Müller, K., & Wickham, H. (2023). tibble: Simple data frames (R package version 3.2.1). https://CRAN.R-project.org/package=tibble

Pedersen, T. L. (2024). patchwork: The composer of plots (R package version 1.2.0). https://CRAN.R-project.org/package=patchwork

Robinson, D., & Hayes, A. (2024). broom: Convert statistical analysis objects into tidy tibbles (R package version 1.0.6). https://CRAN.R-project.org/package=broom

Wickham, H. (2016). ggplot2: Elegant graphics for data analysis. Springer.

Wickham, H., Averick, M., Bryan, J., Chang, W., McGowan, L., François, R., Grolemund, G., Hayes, A., Henry, L., Hester, J., Kuhn, M., Pedersen, T. L., Miller, E., Bache, S. M., Müller, K., Ooms, J., Robinson, D., Seidel, D. P., Spinu, V., Takahashi, K., Vaughan, D., Wilke, C., Woo, K., & Yutani, H. (2019). Welcome to the tidyverse. Journal of Open Source Software, 4(43), 1686. https://doi.org/10.21105/joss.01686

Wright, M. N., & Ziegler, A. (2017). ranger: A fast implementation of random forests for high dimensional data in C++ and R. Journal of Statistical Software, 77(1), 1–17. https://doi.org/10.18637/jss.v077.i01

Yu, G. (2024). ggplotify: Convert plot to ggplot object (R package version 0.1.2). https://CRAN.R-project.org/package=ggplotify

Zwillinger, D., & Kokoska, S. (2000). CRC standard probability and statistics tables and formulae. CRC Press.

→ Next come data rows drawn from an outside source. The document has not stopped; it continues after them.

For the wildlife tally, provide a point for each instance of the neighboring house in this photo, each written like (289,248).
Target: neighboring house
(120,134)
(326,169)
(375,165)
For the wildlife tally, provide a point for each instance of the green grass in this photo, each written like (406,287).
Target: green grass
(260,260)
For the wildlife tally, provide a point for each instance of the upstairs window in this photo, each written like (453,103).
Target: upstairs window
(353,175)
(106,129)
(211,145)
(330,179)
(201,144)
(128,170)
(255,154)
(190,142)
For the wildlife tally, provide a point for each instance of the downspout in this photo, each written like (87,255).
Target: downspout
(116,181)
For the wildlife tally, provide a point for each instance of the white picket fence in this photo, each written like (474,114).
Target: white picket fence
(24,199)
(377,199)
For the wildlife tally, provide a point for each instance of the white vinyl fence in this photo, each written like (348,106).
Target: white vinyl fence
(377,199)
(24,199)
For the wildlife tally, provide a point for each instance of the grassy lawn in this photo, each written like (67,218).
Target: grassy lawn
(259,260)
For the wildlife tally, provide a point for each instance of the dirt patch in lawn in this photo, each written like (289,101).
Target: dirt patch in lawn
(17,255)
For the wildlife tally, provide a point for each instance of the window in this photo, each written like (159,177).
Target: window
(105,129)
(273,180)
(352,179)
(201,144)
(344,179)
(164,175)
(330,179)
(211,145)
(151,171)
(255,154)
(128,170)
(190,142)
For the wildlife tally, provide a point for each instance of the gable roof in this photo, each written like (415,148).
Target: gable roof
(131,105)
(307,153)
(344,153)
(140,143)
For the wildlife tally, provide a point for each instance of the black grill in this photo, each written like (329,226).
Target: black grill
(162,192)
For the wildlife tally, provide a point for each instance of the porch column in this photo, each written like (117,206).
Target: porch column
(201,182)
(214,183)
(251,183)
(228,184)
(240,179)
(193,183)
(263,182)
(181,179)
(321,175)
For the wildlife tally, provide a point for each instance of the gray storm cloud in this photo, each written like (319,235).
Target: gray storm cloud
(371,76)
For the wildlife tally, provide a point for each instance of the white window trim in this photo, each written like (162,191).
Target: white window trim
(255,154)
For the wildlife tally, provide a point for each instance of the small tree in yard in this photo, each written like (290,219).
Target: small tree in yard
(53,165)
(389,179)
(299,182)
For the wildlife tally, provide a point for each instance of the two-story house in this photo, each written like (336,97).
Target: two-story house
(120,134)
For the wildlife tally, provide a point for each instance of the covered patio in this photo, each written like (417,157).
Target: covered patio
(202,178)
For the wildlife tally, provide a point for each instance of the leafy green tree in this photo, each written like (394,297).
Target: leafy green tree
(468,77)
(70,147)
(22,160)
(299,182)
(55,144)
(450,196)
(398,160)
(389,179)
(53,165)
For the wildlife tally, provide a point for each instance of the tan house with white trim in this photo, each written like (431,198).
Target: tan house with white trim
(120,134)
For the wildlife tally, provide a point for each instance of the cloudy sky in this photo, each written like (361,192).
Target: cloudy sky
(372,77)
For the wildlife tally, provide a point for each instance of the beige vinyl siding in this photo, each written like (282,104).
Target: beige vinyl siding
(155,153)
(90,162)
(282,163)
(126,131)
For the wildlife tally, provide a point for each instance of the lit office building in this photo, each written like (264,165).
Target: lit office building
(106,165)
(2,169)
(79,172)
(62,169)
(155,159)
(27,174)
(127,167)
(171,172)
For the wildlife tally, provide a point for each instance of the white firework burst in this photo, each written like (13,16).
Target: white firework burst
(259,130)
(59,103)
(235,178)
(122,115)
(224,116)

Appendix: AI Usage Statement

Claude (Anthropic) assisted with R code generation, error debugging, and document structuring during this project. Specifically, AI assistance was used to generate code chunks for the tidymodels classification pipeline, clustering visualisations using factoextra, PCA implementation using tidymodels recipes, and time series forecasting using the forecast package. AI tools also assisted with resolving package compatibility errors encountered during rendering.

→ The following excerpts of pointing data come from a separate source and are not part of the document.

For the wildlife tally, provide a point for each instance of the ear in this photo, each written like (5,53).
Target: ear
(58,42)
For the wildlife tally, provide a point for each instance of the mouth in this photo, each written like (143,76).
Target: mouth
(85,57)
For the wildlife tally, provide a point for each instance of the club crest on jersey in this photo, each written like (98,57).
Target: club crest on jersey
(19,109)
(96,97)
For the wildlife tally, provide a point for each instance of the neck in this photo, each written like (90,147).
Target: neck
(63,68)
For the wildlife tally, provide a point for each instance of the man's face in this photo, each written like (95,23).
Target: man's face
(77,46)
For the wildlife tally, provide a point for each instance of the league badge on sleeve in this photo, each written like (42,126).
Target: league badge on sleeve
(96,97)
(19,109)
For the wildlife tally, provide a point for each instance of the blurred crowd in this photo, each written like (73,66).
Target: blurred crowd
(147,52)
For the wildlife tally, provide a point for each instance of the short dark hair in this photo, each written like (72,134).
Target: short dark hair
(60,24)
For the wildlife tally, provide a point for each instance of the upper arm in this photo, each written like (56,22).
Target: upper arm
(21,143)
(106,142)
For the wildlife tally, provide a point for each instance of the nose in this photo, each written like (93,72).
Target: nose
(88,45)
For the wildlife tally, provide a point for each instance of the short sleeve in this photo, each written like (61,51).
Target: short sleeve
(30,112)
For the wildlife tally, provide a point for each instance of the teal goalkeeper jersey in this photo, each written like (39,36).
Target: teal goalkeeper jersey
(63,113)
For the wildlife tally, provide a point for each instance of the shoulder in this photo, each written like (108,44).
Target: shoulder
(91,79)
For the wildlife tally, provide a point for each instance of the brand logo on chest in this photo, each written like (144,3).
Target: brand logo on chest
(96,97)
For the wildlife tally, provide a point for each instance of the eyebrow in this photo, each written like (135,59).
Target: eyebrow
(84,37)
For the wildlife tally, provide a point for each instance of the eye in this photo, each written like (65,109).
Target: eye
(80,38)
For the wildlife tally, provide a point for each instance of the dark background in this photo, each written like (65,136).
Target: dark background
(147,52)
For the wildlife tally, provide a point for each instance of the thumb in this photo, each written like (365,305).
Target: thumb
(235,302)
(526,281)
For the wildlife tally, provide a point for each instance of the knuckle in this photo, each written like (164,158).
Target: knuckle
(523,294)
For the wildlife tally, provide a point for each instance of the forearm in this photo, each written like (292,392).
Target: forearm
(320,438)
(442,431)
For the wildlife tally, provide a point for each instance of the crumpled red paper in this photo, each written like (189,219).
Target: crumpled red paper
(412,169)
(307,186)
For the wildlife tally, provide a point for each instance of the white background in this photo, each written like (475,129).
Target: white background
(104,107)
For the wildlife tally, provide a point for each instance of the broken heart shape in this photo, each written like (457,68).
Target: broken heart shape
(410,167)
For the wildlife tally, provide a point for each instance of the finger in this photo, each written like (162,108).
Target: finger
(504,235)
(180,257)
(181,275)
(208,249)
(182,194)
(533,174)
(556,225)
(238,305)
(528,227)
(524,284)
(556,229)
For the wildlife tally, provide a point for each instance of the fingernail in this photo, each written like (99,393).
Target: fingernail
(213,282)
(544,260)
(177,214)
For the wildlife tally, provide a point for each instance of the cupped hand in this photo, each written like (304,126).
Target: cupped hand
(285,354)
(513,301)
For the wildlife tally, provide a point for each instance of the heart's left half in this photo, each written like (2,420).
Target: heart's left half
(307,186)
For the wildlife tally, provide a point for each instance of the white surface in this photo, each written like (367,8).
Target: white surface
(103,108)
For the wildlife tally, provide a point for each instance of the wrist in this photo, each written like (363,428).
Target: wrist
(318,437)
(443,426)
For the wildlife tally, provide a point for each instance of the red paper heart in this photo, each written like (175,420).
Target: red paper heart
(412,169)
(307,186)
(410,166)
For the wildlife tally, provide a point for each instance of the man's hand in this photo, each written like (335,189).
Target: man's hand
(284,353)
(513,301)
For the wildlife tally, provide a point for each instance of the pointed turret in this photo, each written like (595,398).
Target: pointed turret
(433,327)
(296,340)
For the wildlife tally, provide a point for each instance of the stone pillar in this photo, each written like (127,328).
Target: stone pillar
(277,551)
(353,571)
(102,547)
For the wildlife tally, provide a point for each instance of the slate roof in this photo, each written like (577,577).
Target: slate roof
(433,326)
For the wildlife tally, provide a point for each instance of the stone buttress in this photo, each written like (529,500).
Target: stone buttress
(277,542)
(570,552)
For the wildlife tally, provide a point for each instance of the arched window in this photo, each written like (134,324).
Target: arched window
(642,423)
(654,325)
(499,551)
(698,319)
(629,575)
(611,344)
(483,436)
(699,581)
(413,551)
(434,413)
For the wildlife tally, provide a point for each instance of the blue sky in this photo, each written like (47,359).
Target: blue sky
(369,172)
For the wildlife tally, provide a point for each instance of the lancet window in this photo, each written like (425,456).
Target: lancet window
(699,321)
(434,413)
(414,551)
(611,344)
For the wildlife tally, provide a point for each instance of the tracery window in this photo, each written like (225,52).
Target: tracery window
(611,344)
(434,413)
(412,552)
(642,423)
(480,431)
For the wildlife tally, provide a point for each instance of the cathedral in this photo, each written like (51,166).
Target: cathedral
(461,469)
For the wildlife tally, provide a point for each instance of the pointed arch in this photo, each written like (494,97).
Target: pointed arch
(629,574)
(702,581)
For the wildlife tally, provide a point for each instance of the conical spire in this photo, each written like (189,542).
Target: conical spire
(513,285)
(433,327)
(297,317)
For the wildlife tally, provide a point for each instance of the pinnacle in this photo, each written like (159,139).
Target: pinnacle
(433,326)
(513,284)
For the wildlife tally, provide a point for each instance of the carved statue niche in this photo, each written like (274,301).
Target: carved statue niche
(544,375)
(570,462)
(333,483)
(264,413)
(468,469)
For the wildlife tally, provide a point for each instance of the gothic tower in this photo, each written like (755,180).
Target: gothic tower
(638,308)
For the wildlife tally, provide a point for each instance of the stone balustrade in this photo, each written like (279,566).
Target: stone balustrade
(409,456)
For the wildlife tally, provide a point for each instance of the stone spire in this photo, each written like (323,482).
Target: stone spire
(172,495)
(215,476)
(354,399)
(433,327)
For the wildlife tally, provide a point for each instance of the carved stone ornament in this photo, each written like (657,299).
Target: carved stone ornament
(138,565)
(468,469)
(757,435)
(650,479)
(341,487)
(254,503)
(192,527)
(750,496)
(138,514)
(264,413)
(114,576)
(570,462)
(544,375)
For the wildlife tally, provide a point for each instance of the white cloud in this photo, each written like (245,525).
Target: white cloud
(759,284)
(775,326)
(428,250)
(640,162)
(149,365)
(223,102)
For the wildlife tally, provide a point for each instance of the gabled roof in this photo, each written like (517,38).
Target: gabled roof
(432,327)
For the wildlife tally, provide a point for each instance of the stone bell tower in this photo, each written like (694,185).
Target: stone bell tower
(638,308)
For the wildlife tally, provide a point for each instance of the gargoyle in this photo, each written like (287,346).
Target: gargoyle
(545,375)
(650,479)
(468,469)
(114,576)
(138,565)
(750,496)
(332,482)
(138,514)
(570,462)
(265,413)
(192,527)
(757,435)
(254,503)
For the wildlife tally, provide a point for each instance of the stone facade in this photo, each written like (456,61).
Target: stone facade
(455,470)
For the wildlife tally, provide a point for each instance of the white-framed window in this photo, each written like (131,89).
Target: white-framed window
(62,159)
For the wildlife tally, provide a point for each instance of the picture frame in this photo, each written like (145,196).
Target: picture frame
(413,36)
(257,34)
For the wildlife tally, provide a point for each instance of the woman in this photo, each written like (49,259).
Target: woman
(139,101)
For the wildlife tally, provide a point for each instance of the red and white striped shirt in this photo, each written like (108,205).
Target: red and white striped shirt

All analytical decisions were made independently by the author. These include the choice of the five techniques and their justification within the Stransact business context, the construction and threshold selection for the High_Value_Engagement target variable, the interpretation of all model outputs and performance metrics, the naming and commercial interpretation of the four engagement clusters, and the integrated recommendation in Section 10. Every result was reviewed, validated and interpreted by the author before inclusion. The data was extracted, anonymised and prepared by the author from Stransact’s internal operating systems.